英国バンガー大学の調査チームは、マン島沖で行われたホタテ貝漁に同行し、網に「LED」を装着した結果、混獲されるタラやカレイなどの数が大きく減少したと報告しています。

この漁では元々混獲を防ぐために、魚が脱出できる仕掛けを網に施していました。

しかし水深29~40メートルまでの浅い場所では効果があるものの、水深45~95メートルの深く暗い場所ではほとんど機能していませんでした。

 

調査チームは、漁師が魚を引き付けるために伝統的に明かりを使ってきた点に着目し、従来の脱出口の外側にLEDを取りつけることで、魚を効率的に誘導できると考えました。

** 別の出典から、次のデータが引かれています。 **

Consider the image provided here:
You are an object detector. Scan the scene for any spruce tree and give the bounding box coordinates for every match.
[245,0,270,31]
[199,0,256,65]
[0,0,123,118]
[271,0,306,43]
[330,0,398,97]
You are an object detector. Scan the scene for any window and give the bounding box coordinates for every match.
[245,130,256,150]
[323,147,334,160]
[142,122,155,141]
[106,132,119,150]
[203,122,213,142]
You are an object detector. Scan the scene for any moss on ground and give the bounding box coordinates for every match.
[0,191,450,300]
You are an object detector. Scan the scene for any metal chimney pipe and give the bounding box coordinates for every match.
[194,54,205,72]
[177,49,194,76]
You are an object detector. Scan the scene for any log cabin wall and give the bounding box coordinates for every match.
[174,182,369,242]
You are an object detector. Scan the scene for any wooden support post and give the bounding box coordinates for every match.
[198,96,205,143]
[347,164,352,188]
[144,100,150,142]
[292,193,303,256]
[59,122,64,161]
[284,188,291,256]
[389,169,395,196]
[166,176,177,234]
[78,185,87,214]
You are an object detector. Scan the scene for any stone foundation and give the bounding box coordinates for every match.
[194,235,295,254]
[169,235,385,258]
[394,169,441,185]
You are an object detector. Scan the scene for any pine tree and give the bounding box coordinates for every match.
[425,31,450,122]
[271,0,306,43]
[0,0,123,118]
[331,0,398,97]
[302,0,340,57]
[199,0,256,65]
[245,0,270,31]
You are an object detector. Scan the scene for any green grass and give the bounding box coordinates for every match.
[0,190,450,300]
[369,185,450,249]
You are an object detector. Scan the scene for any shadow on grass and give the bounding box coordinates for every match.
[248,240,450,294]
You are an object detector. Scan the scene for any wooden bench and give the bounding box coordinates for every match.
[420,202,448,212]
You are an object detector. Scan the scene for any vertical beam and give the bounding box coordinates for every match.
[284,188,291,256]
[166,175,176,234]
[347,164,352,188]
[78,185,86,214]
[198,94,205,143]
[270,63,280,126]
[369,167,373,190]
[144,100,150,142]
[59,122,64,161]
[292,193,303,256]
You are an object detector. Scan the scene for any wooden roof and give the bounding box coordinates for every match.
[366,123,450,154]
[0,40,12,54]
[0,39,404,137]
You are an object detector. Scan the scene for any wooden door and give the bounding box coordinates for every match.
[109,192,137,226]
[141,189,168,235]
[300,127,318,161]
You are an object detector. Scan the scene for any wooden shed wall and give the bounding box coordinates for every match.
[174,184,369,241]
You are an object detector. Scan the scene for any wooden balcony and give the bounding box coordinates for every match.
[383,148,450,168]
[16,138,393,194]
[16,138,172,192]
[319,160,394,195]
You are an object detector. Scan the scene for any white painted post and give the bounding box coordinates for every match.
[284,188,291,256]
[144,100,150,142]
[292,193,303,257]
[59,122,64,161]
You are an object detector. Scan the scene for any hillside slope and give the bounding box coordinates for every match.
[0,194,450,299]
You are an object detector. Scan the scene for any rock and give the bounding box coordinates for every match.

その結果、この単純な「出口を照らす」という方法は功を奏し、従来の方法よりも、タラ類の混獲を47%、カレイ類の混獲を25%減らすことができました。

Journal of the Marine Biological Association of the United Kingdom」に掲載された研究の著者の一人であるルーシー・サウスワース(Lucy Southworth)氏は、LEDを使うアイデアは、魚が光に引き寄せられる習性を利用したものであり、その反応を使えば、意図していない魚を網の外に逃がすことができると説明しています。

また従来の方法は、特に夜間の水深の深い場所では効果がないと指摘し、LEDがついていない網は様々な点において「非常に心配である」と述べています。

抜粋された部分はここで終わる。